Fabrice Lardreau ne fait nullement le procès du RER, il semble même l’excuser d’être ainsi. N’a-t-il pas été abandonné, finalement ? Je suis moins compréhensif, et le côté saturé de la ligne B, les wagons bondés par la foule des heures de pointe, la promiscuité avec ces contemporains dont une (petite) poignée ne respecte rien, entre ceux qui mettent leurs pieds sur les sièges, leur musique à fond, qui racontent leur vie dans leur portable à tue-tête, s’imaginant peut-être être seuls dans leur salon, qui fument sur les quais, qui ne laissent pas passer ceux qui descendent, qui sautent par-dessus les barrières, qui… J’ai parfois l’impression de ne voir que cela, ces incivilités, cet irrespect lancinant, cette minuscule fraction qui occulte le reste. Et ça me met de mauvaise humeur et m’épuise. Il faudrait que j’adopte un autre état d’esprit, compréhensif, que je laisse couler, que je pense à autre chose, que je regarde ailleurs, bref, que je m’en foute. Mais non. Le RER, pour moi, c’est aussi le manque de liberté. L’antonyme de liberté. On sait quand on part quand la porte du wagon se referme, pas avant, entre les trains supprimés, les trains en retard, et j’en passe ; on ne sait pas quand on arrive.
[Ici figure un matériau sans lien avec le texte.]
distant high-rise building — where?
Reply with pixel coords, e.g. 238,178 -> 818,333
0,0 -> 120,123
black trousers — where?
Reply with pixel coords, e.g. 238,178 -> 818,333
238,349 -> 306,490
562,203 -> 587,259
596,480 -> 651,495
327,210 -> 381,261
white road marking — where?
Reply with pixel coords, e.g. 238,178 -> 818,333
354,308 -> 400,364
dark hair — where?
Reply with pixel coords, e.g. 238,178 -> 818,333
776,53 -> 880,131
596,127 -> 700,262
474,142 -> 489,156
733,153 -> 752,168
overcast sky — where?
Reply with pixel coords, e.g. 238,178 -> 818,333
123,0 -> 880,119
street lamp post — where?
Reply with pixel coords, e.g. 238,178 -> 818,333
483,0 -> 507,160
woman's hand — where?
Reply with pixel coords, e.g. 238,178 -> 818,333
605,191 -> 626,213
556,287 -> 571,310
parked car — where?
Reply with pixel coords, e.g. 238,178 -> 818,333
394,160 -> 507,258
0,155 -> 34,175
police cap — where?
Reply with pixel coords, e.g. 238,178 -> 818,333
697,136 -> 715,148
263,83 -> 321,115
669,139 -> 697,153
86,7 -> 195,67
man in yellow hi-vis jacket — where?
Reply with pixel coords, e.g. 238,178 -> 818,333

Les messages d’excuses diffusés dans les hauts-parleurs sont des pièces d’anthologies qui inspirent divers artistes au point que les retards des divers transports parisiens alimentent également la longue liste des excuses des étudiants eux aussi en retard ; on finit par abandonner l’idée même de leur demander de justifier le-dit retard.
Le RER peut devenir une routine enivrante ou aliénante, c’est selon, il peut aussi être une pose lecture salutaire — une parenthèse avec du temps à disposition — dans une journée de labeur par ailleurs marathon, ou bien un moment où les secondes qui défilent transmettent toute la pesante inertie du convoi. Parfois un événement sort la routine de l’ordinaire. Comme la fois où je lisais le bouquin d’un alpiniste, une jeune femme assise en face de moi me dit que l’auteur est son oncle, malheureusement, je descendais peu après, coupant court à une conversation pourtant prometteuse ; la fois où j’ai perdu la lanière de mon sac dans les mâchoires d’une porte, imaginant déjà que j’allais devoir y passer la nuit ou abandonner mon sac à son triste sort ; le reste des expériences singulières n’est pas particulièrement digne d’intérêt, à part quelque one-man show inopiné, de temps en temps, quelques disputes entre passagers éreintés et les nerfs à vifs, ou des sessions « musicales » imposées par des joueurs de guitare ou d’accordéon sur fond musical grésillant, pour une p’tite pièce au fond du chapeau, plus souvent. Pas de quoi garder en mémoire. Généralement les gens sont serrés les uns à côté des autres dans une large indifférence, les écouteurs vrillés sur les oreilles pour s’isoler dans un monde peut-être meilleur. Musicalement, cela s’entend.